Trucks and tractors were parked at intervals along highways around a number of major cities. Taxi drivers tied up the streets of the capital Asunción and the eastern city of Ciudad del Este with go-slow protests..

With a population of 6 million Paraguay has over 1 million unemployed or underemployed. This figure has continued to rise as the shockwaves from the economic crisis in neighboring Brazil and Argentina have hit the country. Peasants, who account for more than a third of the workforce and whose labor produces 95 percent of Paraguay’s exports, have been mobilizing in these protests to demand land. The depression has driven a growing number of peasants off the land.

As the fight by workers and farmers intensifies, the government is stepping up its assault on the rights of working people. On September 19 Juan Arrom, leader of the Free Homeland Movement (Movimiento Patria Libre--MPL) was jailed on frame-up charges in connection with the alleged kidnapping of María Edith Debernardi, a member of a prominent bourgeois family.
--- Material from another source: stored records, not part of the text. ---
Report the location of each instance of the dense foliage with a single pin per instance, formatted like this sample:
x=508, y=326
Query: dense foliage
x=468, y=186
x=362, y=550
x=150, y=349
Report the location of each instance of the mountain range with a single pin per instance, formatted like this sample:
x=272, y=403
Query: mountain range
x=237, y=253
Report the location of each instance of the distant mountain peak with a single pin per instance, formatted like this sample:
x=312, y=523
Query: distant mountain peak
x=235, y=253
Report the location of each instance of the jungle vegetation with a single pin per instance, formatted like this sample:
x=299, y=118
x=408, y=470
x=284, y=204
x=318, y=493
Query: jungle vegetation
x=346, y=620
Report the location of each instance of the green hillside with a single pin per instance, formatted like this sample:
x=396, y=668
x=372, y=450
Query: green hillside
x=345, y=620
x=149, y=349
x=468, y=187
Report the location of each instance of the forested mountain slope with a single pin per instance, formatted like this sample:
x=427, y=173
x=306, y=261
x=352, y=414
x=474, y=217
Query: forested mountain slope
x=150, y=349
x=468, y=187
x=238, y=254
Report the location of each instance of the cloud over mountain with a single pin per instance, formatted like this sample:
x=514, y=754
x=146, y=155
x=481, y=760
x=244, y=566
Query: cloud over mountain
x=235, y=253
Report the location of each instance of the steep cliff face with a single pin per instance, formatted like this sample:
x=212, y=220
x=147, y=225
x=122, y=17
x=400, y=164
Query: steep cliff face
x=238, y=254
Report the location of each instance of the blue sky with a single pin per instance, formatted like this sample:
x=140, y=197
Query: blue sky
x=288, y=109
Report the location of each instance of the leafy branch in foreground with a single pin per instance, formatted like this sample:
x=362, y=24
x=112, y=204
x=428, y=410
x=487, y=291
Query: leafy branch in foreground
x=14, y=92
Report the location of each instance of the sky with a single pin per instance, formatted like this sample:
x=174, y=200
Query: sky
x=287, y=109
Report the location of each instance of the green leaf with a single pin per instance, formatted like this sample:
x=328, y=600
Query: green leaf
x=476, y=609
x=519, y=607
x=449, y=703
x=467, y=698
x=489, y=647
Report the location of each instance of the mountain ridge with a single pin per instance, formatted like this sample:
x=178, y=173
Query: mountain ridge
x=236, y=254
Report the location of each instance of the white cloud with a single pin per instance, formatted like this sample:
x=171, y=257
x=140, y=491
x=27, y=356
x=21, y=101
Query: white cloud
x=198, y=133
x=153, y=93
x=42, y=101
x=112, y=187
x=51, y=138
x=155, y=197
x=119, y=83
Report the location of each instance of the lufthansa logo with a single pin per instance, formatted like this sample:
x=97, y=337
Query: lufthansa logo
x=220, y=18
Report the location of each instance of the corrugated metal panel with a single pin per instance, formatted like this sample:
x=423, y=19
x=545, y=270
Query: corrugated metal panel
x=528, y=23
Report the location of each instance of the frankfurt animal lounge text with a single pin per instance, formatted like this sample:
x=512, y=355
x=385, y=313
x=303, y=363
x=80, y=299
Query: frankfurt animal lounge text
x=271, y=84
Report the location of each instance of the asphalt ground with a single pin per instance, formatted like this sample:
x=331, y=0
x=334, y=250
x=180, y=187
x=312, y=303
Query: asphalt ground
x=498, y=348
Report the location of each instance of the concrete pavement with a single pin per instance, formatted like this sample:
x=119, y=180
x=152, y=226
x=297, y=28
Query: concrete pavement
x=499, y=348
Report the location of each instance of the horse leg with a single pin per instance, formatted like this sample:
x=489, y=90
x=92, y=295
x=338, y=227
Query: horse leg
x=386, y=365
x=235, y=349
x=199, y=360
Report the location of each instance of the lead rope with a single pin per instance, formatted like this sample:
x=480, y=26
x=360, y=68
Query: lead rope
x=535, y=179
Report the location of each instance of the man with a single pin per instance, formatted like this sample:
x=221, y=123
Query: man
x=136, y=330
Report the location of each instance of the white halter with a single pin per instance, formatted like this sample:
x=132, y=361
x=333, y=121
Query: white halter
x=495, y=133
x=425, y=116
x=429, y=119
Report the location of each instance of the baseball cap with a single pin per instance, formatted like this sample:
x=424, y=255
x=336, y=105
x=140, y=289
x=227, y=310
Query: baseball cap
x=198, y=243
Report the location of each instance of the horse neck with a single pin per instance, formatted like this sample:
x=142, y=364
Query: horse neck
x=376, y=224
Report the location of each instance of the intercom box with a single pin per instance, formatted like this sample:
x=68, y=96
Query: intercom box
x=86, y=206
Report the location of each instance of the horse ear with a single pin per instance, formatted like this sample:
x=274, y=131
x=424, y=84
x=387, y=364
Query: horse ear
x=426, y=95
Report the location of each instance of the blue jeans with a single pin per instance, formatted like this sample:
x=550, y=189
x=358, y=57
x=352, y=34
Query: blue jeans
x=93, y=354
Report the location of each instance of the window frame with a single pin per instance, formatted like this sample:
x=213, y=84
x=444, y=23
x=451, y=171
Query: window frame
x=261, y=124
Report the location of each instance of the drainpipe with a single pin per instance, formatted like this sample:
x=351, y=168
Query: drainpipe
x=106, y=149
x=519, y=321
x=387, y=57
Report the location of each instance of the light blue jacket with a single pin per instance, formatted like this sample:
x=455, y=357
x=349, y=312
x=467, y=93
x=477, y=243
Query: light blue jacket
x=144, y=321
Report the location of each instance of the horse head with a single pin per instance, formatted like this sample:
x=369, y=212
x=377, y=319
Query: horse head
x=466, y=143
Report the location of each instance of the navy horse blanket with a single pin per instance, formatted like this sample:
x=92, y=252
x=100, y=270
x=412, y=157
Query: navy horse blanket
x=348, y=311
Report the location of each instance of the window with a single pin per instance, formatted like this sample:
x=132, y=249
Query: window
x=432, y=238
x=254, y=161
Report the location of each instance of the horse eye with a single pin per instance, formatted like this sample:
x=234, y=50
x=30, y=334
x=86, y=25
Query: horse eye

Initially, Arrom was kidnapped and tortured by the police. Following demonstrations and a national campaign he was released on parole, but government prosecutors have continued to try to build a frame-up case against him.

The MPL and other political organizations in Paraguay have issued a joint statement demanding Arrom’s release. "We oppose the political persecution of MPL leaders who were kidnapped and tortured last January by the government under the pretext of going after ‘subversive and terrorist’ actions by left and popular organizations and seeking to tie them to an alleged kidnapping and extortion case," the organizations said in the statement. They accused the government of practicing "state terrorism" in its continuing persecution of MPL leaders.

The statement was also signed by the April 19 Indigenous Movement, Revolutionary Socialist Nucleus, Paraguayan Communist Party, Workers Party, and Paraguayan Socialist Party.